Special Collections has acquired an extremely rare 1860 nautical chart or maritime map of Long Island by Brooklyn-based publisher Charles Copley. Copley’s chart covers Staten Island to Montauk, inclusive of the Connecticut coast, Long Island Sound, Long Island, New York City, and parts of adjacent New Jersey and Rhode Island. The map features three large insets detailing Cape Cod, New York City’s East River, and New York City’s Hell Gate.
Copley published this map at the height of his career; it incorporates the best hydrographic information regarding New York and Long Island available at the time. It also includes the most advised shipping routes, countless depth soundings, shading, notes on light houses and buoys, and land information. With its three large insets, this chart would have been extremely valuable for those using the lucrative New York – Boston route. Privately published, it bears a note claiming that Copley had ‘special permission’ from the Secretary of the Treasury to use government information compiled by the United States Coast Survey. To this end, he refers to his business the ‘Hydrographic Office’ and incorporates a logo that is a clear mimicry of the Coast Survey insignia.

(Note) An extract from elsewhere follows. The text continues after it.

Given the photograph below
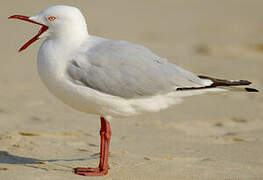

Charles Copley was an American nautical chart and globe publisher based in Brooklyn. He was born in England, emigrated to the United States in the 1840s, and became a citizen in 1844. Copley’s earliest work is associated with the firm of E. and G. W. Blunt; his name appears as cartographer or engraver on several of Blunt’s c. 1840 charts. Around 1847, Copley began publishing independently and advertising himself as an engraver and map publisher. Most of his independent work was published in the 1850s.